US imperialism views Afghanistan through the prism of its declared military strategy centered on “great power” confrontation with China and Russia. Just as US national security adviser Zbigniew Brzezinski promoted the CIA-orchestrated mujahedeen war of the 1970s and 1980s as a means of giving the Soviet Union its “own Vietnam,” today Washington sees an Afghanistan in chaos undermining Chinese and Russian interests in Central Asia and potentially provoking terrorist campaigns against both countries.
Meanwhile, the Pentagon issued a report Wednesday exonerating the US military for the August 29 airstrike in Kabul that killed 10 innocent Afghans, including an employee of a Western humanitarian organization and seven children. The US military initially claimed that it had killed four ISIS-K bombers.

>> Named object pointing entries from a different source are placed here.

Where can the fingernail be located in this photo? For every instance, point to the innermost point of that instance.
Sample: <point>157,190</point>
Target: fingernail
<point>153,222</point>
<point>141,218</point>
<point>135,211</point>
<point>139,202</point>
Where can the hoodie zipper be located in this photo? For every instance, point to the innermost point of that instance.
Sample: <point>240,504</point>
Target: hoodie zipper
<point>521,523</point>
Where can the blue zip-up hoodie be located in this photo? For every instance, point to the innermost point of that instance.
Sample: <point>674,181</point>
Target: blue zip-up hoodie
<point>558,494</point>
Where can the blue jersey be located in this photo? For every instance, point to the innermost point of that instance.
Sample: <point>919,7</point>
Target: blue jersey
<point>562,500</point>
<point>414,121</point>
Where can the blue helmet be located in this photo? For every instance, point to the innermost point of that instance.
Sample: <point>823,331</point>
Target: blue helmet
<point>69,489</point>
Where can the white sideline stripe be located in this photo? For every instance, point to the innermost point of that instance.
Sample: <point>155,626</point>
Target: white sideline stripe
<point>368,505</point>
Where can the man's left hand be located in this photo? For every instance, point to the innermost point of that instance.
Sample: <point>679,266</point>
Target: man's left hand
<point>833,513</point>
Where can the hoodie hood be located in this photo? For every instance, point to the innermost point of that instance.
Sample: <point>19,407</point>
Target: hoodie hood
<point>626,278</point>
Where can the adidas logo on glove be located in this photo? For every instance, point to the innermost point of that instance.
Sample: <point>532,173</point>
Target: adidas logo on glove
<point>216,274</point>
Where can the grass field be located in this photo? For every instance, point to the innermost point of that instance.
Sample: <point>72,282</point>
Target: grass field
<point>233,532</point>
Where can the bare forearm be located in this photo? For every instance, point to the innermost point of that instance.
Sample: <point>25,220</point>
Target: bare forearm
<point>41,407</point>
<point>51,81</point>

The report found no “violations of law or of the law of war,” but rather “an aggregate process breakdown, in which many people are involved.” It insisted that the drone missile massacre had to be seen in the context of the attack at the Hamid Karzai International Airport that killed 13 US service members and resulted in the deaths of scores of Afghan civilians. In the wake of this attack, there was a US drive to exact revenge.
This Pentagon report constitutes a deadly warning that such massacres will continue under the mantle of the US military’s so-called “over the horizon” operations against alleged “terrorists” in Afghanistan.
After more than four decades, it is apparent that the tragic encounter of the Afghan people with US imperialism is far from over.